Generic medications are less expensive than their brand name counterparts. Always ask your provider to prescribe generics whenever possible. Many insurance companies won’t pay for brand name medications if there is a generic equivalent.
2. Shop Around
It pays to shop around. Use GoodRx to compare the prices of your medications at different pharmacies.
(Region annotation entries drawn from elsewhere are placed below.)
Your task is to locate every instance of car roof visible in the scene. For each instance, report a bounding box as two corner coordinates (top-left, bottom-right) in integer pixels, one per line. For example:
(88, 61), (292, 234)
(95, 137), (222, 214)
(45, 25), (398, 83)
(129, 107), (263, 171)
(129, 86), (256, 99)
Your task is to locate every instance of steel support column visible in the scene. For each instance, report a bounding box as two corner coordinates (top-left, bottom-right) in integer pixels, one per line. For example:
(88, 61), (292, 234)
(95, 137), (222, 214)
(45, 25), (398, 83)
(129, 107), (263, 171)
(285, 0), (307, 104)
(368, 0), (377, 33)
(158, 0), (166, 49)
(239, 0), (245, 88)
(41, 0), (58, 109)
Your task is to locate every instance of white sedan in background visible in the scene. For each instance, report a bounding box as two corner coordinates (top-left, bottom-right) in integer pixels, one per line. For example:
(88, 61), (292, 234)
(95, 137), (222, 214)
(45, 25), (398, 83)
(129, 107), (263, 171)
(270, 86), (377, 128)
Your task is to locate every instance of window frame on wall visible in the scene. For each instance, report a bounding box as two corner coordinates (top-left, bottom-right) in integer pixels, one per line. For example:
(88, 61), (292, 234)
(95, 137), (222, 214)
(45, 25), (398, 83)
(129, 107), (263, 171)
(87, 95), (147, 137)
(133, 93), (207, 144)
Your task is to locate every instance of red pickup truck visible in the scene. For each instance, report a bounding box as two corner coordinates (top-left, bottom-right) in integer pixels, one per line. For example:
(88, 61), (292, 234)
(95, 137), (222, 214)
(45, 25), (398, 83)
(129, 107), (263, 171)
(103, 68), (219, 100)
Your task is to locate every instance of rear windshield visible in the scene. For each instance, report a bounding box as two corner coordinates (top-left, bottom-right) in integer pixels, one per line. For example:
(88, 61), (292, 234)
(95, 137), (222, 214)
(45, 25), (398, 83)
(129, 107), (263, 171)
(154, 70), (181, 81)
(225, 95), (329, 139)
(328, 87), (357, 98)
You’ll be surprised at how much the costs can differ from one place to the next.
And whether you love them or hate them, Walmart’s prices on generic drugs are some of the best in the country. You can usually get a 30-day prescription for around $4. Costco pharmacies typically offer much lower prices, too.
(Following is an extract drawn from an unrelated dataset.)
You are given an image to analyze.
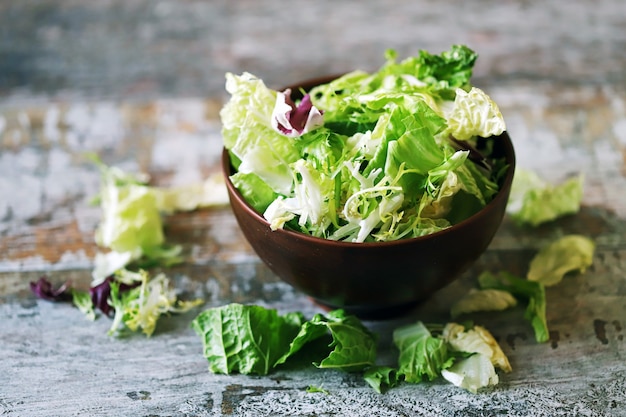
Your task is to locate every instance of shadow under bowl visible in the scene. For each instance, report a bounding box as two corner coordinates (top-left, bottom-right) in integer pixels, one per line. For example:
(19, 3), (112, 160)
(222, 79), (515, 319)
3. Ask for Higher Dose Tablets
A 30-day prescription for thirty, 20-mg pills would likely cost you the same as it would for thirty, 40-mg tablets. Ask your provider if it’s possible, and safe, to get your medications as ‘double-dose’ so you can split them in half.
NEVER split pills without talking to your provider and pharmacist. For safety reasons, some medications can never be cut or crushed.
4. Plan a Trip to Mexico
Or Canada. Or Australia. In some cases, the flights may be cheaper than the cost of your medications in the U.S.
Believe it or not, tens of millions of Americans go outside of America every year for their medications.
Just be aware, it’s not technically legal to bring foreign medications back across the border. Fortunately, no one has ever been prosecuted for doing it. Also, keep in mind that the FDA doesn’t ensure the safety of drugs purchased abroad. (But they also don’t regulate drug prices in the U.S. which forces millions of Americans to seek alternative ways to purchase life-saving medications).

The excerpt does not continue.